Now representing District 89 in the Alabama House of Representatives, Allen voted in favor of the bill Thursday to end the issuance of marriage licenses across the state, making marriage a public record to be filed at probate offices, but not signed by judges.
“It takes the government official out of the equation,” Allen said. “You don’t have to have the blessing or endorsement of a government official to be married. I believe marriage is between one man and one woman – I didn’t want to put my signature on a marriage license that went against my beliefs and my values. by putting my signature on it, I viewed it as me endorsing it just like signing a check. With this new law, [the couple would] fill out the certificate or affidavit, come in and record it. The same fees will be accepted just like now. It will be no different except it removes the government official’s involvement.”
The House of Representatives voted 67-26 for the bill that would replace marriage licenses with a new form called a marriage certificate.
Republican Sen. Greg Albritton, the sponsor of the bill, said he proposed the change so people can obtain marriage documents in every county.

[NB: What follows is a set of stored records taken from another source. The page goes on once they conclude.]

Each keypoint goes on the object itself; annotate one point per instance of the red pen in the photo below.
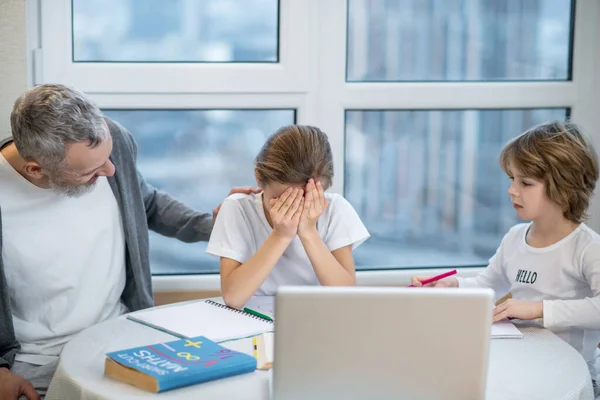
(437, 278)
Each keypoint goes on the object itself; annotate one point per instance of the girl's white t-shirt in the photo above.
(242, 227)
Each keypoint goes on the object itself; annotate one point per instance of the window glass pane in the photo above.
(458, 40)
(197, 156)
(175, 30)
(428, 184)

Under the proposed change, couples would return a form and an affidavit affirming they meet legal requirements to be married, to the probate judge’s office. The judge, or someone in his or her office, would still sign the certificate to show it was filed with the county. Albritton said that is acceptable to the judges because it is simply signing off on the documents being filed.

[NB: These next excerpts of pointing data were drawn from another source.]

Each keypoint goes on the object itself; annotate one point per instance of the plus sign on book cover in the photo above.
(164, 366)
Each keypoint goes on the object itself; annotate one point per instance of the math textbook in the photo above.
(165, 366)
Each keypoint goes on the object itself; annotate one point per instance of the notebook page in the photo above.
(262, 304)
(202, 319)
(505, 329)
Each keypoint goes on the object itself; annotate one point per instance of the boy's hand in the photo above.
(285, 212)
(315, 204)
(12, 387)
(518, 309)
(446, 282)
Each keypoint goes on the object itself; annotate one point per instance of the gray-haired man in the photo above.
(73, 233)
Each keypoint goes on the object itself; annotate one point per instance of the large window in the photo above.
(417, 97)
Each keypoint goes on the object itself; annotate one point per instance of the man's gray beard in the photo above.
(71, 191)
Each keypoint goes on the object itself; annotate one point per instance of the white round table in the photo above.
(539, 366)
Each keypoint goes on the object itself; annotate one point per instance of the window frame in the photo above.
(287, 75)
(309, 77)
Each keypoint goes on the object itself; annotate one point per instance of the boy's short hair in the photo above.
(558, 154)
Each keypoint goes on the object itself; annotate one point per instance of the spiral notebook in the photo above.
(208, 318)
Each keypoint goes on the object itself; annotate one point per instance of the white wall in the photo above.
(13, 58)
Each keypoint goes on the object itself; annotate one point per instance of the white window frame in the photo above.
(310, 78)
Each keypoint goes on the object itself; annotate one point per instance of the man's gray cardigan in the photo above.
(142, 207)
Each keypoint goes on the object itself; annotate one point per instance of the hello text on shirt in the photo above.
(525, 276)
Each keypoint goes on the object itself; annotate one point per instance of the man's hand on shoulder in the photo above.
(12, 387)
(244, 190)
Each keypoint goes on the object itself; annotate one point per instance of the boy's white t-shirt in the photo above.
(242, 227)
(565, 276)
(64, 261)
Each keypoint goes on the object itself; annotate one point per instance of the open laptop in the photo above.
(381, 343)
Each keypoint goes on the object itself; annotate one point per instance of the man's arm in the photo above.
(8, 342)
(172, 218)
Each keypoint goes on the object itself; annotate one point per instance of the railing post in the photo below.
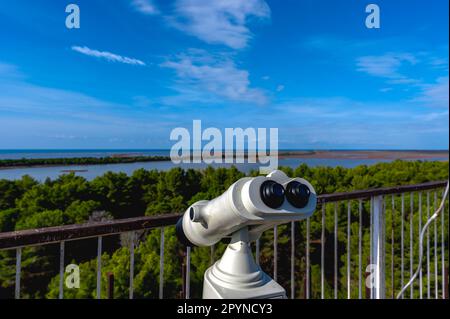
(188, 273)
(18, 271)
(378, 258)
(161, 264)
(110, 285)
(61, 270)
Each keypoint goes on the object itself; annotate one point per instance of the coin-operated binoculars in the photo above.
(248, 208)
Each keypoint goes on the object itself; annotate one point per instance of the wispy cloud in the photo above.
(217, 75)
(280, 88)
(112, 57)
(386, 66)
(219, 22)
(436, 94)
(145, 6)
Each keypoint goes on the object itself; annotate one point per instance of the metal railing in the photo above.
(375, 206)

The issue was raised once again during the Republican primary as Michael Bunn and Alton Starling competed to fill the vacancy left by Allen when he decided to run for the House.
Bunn, who was ultimately elected by Pike County voters, campaigned on continuing Allen’s practice of issuing no licenses in Pike County. Starling campaigned that issuing marriage licenses to all parties legally allowed would be his duty if elected probate judge.
Although the Probate Judges Association took no stance on the bill, Bunn said he personally supported it.
“It’s good for Alabama,” Bunn said. “Hopefully Gov. Ivey will sign it and we can move forward in this issue. We’re getting out of the marriage licensing business. We don’t have to have government intervention.”
Since Allen made the decision to end the issuance of marriage licenses, Pike County couples have had to get marriage certificates from surrounding counties.
Bunn said the new process will be further clarified if Ivey signs it into law.
“It takes the permission part out of the loop, but there’s still a recording function,” Bunn said. “They’ll make that much clearer and promulgate those rules once [the bill] is signed. I don’t think it will change whether people are having ceremonies, it’s getting the state out of the business … This would be no different than recording a deed at this point.”